Intensity of border restrictions
Source: CaixaBank Research, based on the Oxford COVID-19 Government Response Tracker.
Employment in the tourism industry, the hardest hit by COVID-19
The industry's reactivation is even more in the news, if possible, because of the impact it could have on employment. Spain's labour market has suffered a terrible shock. In June, the number of people registered as employed with Social Security stood at 18.6 million, 974,000 fewer than in June 2019 (–5% year-on-year), of which around 70% were temporary workers. In addition, 1.8 million employees were affected by furlough measures; i.e. they were still registered with the Social Security system and therefore did not count as unemployed but were either not working or at least not full-time.
Employment in the tourism sector has been the hardest hit by the current situation. At the end of May, tourism-related employment stood at 2.5 million people, nearly 387,000 fewer than in the same month in 2019 (–13.5% year-on-year). This implies that 44% of the jobs lost in Spain were in the tourism sector. In addition, around 31% of tourism employees were furloughed while 5.5% took advantage of severance packages, well above the average for Spain in May, namely 9.8% furloughed and 2.0% being made redundant.
Starting from such a low level of employment, and given the traditional weight of tourism jobs in the economy as a whole (12.8% of the registered workforce in 2019), the «reopening» of the sector could have a substantial effect on employment and on moderating the number of jobs affected by the furlough scheme. Despite the fact that tourism jobs are highly seasonal throughout the year, a considerable amount of employment is generated by tourism at times of moderate demand. In other words, the bulk of the jobs are created when hotel establishments decide to open, even if the actual occupancy of the hotel is low. Logically, as the occupancy rate increases, so does the number of employees, but much more gradually. Specifically, according to our estimates, the basic staff of a hotel (those who do not depend on the occupancy rate) represent about 65% of the staff the hotel would employ if it were full. For example, an average Spanish hotel, which according to INE data consists of 49 rooms, would employ 17 workers with a 100% occupancy rate, while with a minimum occupancy rate of 35% it would employ 13. Although there is a substantial difference in employment between the high and low seasons, it should be noted that the hiring of most hotel staff is not so dependent on the seasonality of demand.

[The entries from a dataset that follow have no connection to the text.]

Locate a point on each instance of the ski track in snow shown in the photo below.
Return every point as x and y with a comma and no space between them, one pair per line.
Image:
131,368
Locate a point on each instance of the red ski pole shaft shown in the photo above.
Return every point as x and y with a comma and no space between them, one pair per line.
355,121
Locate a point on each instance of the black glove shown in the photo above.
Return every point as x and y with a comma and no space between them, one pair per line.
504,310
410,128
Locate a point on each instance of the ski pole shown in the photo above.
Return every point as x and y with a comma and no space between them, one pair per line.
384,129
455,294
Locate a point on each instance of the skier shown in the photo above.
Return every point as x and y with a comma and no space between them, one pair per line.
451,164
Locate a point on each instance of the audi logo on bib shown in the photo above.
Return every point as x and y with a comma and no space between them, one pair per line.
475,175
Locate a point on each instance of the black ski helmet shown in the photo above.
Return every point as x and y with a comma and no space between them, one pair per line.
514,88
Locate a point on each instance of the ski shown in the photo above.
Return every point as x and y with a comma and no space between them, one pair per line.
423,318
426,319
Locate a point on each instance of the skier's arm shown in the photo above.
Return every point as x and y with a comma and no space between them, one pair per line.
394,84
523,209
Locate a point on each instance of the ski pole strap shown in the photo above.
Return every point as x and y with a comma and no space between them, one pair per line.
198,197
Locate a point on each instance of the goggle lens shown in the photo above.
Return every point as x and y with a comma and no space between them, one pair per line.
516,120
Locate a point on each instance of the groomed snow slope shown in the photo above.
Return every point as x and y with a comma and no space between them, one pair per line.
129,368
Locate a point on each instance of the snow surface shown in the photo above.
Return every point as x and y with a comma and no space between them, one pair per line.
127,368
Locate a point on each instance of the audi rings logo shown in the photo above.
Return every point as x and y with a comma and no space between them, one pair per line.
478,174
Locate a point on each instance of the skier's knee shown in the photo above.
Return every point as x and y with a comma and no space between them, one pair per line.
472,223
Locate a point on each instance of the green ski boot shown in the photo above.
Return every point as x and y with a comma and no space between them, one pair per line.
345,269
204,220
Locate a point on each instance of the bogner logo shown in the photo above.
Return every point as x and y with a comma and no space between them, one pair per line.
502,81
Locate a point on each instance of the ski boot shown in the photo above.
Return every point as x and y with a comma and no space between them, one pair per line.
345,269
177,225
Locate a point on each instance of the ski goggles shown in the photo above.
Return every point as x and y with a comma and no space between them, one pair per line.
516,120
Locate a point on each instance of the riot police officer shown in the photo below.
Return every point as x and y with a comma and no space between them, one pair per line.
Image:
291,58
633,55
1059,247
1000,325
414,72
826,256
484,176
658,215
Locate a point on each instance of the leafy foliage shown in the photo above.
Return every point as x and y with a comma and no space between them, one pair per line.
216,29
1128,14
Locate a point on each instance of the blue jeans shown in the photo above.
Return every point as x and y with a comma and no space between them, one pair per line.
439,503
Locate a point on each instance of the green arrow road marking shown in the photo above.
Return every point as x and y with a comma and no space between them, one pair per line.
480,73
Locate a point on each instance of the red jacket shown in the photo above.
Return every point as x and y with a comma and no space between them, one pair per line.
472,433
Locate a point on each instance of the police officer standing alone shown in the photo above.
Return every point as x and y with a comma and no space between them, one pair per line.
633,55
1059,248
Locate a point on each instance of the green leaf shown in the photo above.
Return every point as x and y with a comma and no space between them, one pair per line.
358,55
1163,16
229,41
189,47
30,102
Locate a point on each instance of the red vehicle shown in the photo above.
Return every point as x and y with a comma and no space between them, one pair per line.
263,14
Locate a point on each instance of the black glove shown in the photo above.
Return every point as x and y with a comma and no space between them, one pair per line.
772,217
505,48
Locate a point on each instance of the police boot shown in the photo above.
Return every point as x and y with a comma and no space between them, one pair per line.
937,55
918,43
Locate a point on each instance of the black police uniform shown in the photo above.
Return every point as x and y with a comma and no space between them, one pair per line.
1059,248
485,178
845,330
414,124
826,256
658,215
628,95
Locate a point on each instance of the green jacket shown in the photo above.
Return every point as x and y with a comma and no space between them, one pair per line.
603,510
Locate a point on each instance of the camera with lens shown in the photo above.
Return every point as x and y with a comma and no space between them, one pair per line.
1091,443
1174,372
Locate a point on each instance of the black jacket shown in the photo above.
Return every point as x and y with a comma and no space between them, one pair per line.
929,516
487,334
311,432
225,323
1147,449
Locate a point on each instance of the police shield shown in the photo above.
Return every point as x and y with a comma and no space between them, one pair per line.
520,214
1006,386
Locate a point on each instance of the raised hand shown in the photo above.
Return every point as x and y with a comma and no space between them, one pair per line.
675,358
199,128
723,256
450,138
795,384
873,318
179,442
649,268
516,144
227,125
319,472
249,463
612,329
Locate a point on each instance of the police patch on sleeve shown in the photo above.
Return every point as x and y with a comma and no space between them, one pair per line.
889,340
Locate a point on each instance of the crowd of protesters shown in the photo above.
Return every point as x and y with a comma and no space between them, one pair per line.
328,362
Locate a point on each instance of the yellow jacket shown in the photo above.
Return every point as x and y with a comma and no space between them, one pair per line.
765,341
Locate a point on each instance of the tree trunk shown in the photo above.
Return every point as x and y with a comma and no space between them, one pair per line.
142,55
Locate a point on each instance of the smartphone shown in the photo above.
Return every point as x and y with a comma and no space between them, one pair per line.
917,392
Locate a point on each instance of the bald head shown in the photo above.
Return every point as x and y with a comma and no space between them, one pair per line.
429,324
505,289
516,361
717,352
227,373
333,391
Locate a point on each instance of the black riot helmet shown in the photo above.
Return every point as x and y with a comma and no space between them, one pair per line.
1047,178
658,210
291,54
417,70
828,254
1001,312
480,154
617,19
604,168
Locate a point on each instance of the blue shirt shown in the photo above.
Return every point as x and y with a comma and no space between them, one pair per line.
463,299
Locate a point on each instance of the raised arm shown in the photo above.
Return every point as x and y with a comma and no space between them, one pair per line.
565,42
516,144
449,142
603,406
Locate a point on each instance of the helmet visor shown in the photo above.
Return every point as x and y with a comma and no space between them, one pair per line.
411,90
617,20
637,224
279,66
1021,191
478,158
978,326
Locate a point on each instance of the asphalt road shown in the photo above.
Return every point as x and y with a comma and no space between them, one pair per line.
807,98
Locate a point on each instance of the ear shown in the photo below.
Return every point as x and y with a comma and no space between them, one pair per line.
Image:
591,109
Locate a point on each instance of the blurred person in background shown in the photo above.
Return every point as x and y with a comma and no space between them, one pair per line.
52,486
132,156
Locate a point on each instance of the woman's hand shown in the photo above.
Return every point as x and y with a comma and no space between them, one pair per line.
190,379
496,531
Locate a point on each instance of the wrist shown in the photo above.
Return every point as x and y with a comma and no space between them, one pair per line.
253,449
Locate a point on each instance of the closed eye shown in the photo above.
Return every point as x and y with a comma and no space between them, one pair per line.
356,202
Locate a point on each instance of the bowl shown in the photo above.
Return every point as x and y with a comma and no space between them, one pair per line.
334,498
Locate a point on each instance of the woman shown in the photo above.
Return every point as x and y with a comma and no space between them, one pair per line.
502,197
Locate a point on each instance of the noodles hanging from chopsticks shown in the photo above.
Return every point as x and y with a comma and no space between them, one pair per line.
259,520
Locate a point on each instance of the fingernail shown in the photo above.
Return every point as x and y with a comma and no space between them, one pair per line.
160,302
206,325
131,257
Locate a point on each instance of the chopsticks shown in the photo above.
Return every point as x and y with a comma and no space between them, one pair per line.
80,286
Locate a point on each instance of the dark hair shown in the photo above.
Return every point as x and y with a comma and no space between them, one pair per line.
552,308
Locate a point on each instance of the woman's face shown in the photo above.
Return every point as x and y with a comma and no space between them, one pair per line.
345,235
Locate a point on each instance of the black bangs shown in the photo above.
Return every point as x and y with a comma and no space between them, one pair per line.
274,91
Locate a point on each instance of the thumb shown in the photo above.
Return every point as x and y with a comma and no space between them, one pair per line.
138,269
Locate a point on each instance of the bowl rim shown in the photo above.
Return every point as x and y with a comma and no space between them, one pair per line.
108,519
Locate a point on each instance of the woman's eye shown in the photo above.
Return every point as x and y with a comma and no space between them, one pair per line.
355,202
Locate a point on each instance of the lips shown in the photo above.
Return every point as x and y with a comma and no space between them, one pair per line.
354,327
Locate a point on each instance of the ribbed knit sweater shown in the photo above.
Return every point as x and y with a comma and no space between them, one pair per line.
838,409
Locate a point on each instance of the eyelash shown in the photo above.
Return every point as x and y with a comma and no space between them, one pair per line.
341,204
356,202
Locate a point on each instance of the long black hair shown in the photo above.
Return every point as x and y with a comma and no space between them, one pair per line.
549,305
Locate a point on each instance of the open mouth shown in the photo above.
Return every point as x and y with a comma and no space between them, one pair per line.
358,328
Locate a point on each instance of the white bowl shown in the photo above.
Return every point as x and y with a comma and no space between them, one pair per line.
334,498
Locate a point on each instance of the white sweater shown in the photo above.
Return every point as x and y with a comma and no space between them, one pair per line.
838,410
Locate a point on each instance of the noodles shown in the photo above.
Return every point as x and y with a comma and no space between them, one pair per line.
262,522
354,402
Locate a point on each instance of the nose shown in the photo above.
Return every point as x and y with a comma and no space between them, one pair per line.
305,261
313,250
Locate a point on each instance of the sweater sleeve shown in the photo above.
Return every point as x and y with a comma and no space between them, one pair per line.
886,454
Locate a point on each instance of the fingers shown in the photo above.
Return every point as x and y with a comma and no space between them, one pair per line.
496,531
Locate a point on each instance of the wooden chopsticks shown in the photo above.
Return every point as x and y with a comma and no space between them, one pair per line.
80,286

In this respect, although Spain's average occupancy rate will remain limited for the rest of the year, a small improvement in the prospects of tourist arrivals could make all the difference in reactivating the sector and the labour market as a whole.
Simulation of hotel staff hired by occupancy rate
Note: The sensitivity of the number of employees per hotel room to the different occupancy rates has been estimated using data from the survey «Encuesta de Ocupación Hotelera» for 106 municipalities between January 2005 and December 2019. Source: CaixaBa
- Tourism supply is gradually being reactivated. The share of inactive tourism businesses went from 95% in mid-April to 31% in the second week of July.
- Liquidity measures and temporary workforce adjustments have been and will continue to be fundamental for the tourism industry to overcome the slack period.
- The «reopening» of tourist businesses could result in significant job creation and would considerably moderate the number of people furloughed.